Словом, уговорила эта дама, жена вице-премьера...

– Которого?

– Ну, это отдельный разговор. Может быть, и тебе придется по линии ОСО в эту операцию включиться, так что ее данные впереди... Итак, дама согласна. Ей привозят в Хельсинки из Куопио пакет. Она его в Москву. Там за ним приезжают. И все дела.

– А что в пакете?

– Граненые алмазы – брильянты. В Финляндии есть такая фабрика в Куопио по огранке сырых алмазов. Наши криминальные группы переправляют туда сырые алмазы из Якутии и получают готовые, амстердамской огранки, работы лучших европейских мастеров брильянты. Вот ты специалист, ты можешь отличить огранку амстердамскую от индийской, пражской или смоленской?

– Конечно.

– А стоимость у них разная?

– На мировом рынке очень большие «люфты».

– Вот то-то же и оно! Так называемый «индийский товар», мелкие алмазы они обрабатывали на наших нелегальных фабриках, а покрупнее в Финляндии. Так что дамочка эта, что частенько ездила навестить родителей и детей, обучавшихся в специальной школе с математическим уклоном в Москве, оказалась идеальным курьером.

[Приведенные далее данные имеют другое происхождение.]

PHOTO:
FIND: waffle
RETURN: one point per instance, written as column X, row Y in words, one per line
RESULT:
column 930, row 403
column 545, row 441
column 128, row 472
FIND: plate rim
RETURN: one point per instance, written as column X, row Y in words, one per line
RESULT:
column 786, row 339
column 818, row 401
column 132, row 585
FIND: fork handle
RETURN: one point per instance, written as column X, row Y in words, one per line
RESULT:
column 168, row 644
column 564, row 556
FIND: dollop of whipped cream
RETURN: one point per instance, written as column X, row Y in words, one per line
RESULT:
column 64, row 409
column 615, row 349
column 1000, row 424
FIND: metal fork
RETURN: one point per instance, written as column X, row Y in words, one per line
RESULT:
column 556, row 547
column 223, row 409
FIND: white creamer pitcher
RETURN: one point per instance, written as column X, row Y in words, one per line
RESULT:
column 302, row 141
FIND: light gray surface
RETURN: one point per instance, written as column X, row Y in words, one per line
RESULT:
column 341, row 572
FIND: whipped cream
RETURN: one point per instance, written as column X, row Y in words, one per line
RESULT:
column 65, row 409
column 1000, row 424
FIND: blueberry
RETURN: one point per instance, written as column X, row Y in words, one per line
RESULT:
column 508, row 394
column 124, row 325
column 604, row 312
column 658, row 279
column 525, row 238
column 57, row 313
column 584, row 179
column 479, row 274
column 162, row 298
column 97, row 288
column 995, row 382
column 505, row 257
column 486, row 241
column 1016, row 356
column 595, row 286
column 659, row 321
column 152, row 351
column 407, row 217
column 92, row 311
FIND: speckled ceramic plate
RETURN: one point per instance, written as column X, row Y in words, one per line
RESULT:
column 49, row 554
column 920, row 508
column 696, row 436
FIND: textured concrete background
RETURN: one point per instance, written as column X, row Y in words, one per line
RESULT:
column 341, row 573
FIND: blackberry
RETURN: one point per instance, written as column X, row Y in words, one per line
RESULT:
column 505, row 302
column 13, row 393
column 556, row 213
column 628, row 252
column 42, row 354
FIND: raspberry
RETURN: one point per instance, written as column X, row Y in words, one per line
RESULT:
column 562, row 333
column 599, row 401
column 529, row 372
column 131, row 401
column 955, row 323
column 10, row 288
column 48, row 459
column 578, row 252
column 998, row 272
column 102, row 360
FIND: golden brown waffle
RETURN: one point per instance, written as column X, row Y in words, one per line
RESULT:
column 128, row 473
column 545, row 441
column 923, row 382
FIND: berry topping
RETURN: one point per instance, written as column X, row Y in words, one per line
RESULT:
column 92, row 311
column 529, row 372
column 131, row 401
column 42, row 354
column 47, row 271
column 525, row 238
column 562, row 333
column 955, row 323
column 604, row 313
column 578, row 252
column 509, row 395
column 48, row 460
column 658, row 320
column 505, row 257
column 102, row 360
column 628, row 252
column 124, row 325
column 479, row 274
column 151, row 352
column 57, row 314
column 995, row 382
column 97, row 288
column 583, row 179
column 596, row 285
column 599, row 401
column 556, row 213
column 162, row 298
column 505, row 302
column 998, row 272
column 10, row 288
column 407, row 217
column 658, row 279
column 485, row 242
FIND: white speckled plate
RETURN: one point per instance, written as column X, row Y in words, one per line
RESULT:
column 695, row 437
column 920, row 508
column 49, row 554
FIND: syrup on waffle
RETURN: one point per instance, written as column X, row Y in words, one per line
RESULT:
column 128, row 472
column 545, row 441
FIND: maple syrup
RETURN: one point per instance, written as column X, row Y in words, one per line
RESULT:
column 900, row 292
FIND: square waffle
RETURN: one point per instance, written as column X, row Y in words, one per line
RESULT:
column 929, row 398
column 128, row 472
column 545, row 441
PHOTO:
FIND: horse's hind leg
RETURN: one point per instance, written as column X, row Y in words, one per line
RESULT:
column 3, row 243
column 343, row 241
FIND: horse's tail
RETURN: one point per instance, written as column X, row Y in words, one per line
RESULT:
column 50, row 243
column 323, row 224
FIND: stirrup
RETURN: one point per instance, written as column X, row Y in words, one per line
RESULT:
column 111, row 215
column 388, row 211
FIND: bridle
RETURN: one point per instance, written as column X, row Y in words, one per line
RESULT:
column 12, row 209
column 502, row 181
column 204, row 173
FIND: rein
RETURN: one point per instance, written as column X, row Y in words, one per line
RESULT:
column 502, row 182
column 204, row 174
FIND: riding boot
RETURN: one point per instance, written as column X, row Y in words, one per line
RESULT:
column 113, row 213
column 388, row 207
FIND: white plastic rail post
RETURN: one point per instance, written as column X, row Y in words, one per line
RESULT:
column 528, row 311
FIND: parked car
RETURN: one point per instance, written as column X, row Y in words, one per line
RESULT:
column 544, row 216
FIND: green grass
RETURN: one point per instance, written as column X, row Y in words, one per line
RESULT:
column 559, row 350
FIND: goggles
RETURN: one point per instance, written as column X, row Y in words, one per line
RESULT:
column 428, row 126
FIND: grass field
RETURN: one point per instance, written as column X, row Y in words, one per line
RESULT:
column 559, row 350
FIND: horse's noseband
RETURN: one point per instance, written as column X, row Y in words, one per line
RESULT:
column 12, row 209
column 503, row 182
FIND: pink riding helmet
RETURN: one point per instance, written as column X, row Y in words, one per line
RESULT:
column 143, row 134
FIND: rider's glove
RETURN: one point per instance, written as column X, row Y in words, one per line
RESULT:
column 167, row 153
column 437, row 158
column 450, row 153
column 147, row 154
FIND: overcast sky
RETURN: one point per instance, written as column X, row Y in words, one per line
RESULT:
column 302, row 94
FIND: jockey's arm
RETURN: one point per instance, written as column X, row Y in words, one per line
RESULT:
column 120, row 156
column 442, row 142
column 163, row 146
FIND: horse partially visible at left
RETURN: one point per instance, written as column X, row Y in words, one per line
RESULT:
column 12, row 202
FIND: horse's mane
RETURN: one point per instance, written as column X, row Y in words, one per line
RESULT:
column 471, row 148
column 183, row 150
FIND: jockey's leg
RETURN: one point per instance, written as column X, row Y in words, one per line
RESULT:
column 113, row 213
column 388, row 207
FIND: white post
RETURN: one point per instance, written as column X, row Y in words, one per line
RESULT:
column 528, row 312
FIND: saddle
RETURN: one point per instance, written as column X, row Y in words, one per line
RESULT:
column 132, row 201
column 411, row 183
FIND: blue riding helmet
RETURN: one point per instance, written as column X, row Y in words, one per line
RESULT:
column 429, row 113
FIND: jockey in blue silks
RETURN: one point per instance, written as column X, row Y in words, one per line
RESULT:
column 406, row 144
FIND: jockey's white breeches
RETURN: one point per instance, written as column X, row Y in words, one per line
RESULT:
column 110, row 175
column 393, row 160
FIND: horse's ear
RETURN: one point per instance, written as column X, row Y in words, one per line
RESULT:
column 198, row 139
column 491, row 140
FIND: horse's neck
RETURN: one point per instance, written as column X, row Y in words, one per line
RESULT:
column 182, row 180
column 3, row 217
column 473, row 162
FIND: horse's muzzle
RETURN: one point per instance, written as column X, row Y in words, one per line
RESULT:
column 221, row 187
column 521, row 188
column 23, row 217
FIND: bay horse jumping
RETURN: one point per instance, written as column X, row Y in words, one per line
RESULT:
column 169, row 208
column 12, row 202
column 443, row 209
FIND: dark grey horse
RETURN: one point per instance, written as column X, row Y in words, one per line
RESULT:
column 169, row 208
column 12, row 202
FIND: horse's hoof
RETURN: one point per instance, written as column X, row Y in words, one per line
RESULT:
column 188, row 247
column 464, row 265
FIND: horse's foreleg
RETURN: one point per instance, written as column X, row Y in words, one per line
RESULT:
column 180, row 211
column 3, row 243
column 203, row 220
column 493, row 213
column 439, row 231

– И вы вышли на банду, затем на заказчицу – Мадам Анаконду. Но как вышли на хозяйку всего этого разветвленного бизнеса? Неужели курьерша-«дипломатка» легко сдалась?

– Сражалась до последнего. Но – свидетели, видеосъемка, «пальчики», вещдоки, изъятые на границе. Скандал!.. Тут пахло не потерей большой звезды, а расставанием с имеющимися тремя средними. Это для мужа. А ей просто грозил срок. Вот все это взвесила дамочка и... дала показания на Хозяйку. Если от показаний не откажется, грандиозное дело может раскрутить!

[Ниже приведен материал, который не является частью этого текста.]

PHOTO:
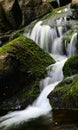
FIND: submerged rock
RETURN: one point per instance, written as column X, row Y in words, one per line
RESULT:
column 19, row 13
column 22, row 65
column 65, row 95
column 71, row 66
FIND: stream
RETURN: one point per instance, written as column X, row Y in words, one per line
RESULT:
column 39, row 115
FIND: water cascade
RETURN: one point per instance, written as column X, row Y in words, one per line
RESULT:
column 41, row 106
column 50, row 41
column 72, row 45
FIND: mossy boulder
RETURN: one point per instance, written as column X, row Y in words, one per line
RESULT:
column 74, row 8
column 22, row 66
column 65, row 94
column 71, row 66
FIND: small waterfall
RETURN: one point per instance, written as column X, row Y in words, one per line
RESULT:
column 43, row 35
column 58, row 1
column 41, row 106
column 57, row 48
column 72, row 45
column 49, row 40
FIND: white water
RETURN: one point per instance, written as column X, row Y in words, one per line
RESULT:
column 48, row 39
column 41, row 106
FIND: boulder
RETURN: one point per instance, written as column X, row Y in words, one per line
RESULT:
column 65, row 94
column 22, row 65
column 18, row 13
column 71, row 66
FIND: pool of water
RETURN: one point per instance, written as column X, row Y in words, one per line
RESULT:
column 56, row 120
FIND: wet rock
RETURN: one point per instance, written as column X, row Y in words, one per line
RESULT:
column 22, row 65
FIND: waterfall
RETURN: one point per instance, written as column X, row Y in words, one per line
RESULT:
column 72, row 45
column 58, row 1
column 48, row 39
column 41, row 106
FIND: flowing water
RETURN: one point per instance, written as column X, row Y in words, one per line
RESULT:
column 38, row 115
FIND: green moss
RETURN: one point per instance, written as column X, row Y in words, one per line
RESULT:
column 22, row 67
column 71, row 66
column 74, row 6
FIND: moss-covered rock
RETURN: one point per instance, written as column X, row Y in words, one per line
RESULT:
column 65, row 95
column 22, row 65
column 71, row 66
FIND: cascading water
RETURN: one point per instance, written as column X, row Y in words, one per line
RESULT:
column 41, row 106
column 72, row 45
column 49, row 40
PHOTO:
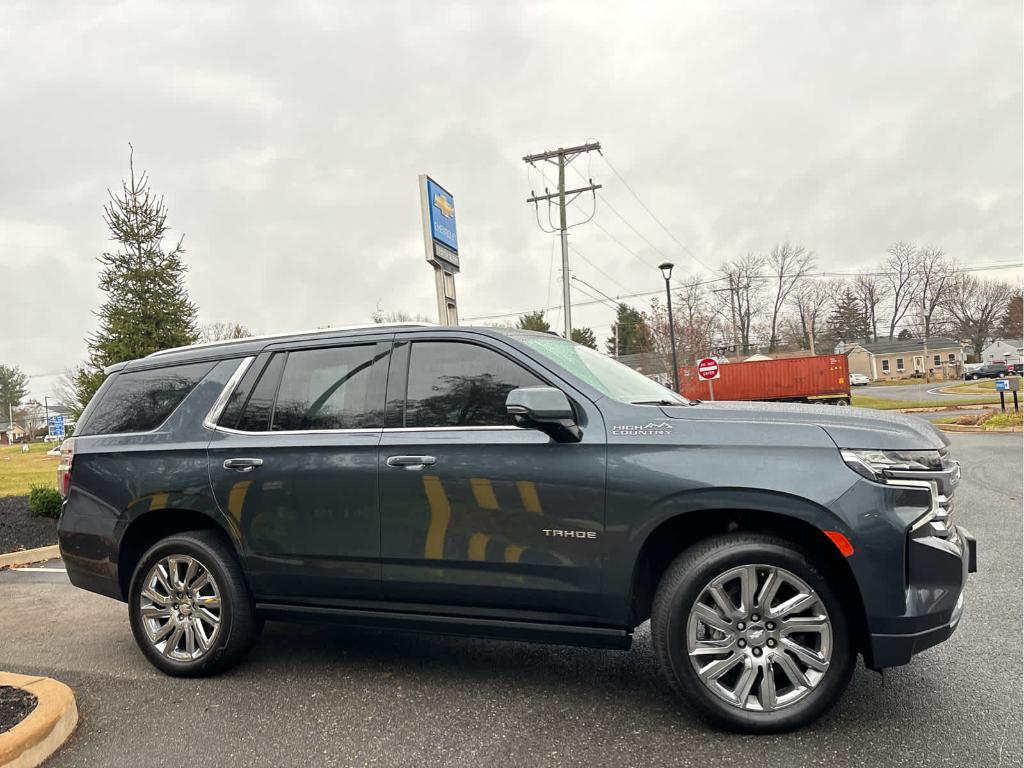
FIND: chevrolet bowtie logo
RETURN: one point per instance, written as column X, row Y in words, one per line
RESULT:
column 442, row 205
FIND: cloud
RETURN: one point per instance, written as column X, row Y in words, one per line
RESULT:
column 287, row 139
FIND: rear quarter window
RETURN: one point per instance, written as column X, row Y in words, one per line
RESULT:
column 141, row 400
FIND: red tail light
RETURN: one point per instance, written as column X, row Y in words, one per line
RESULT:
column 64, row 468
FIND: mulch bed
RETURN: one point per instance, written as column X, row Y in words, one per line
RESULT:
column 22, row 529
column 15, row 704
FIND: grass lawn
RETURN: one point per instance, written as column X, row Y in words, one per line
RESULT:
column 908, row 382
column 18, row 472
column 885, row 403
column 982, row 385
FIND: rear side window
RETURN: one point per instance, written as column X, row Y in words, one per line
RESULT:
column 256, row 413
column 330, row 389
column 454, row 384
column 141, row 400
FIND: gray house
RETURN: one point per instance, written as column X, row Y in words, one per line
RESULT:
column 886, row 360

– Она-то не откажется, – задумчиво проговорил Патрикеев. – Но вот... Хорошо ли ее охраняют?

– Мы постарались, чтобы утечки не было...

– «Вещицы» краденые отпустили в Финляндию?

– Да. Проследили, к кому они попали. Изымем, в соответствии с общепринятыми в европейских странах законами, когда закроем дело. Думаю, в интересах этой бабенки ничего не говорить Хозяйке.

– Ты с ФСБ работаешь по этому делу? Они ведь могут несознательно, но дать утечку, – скажем, поручить следить за мужем в связи с потерей к нему служебного доверия. Тот заметит слежку, начнет нервничать. Она тоже... Ситуация может оказаться сложнее, чем ты думаешь.

– Возможно, ты и прав. Я свяжусь с мужиками из ФСБ, обсудим режим особой секретности. Ты что, уже собираешься?

– Да. У меня тут кое-какие мыслишки возникли в связи с моей очередной командировкой в Вену. Там уже сидят наши, Черешнина и Бобренев, по факту похищения ребенка. Кстати, сына вице-премьера...

– Ну, это, наверное, другая семья. У нас вице-премьеров много. У «моей» детей нет.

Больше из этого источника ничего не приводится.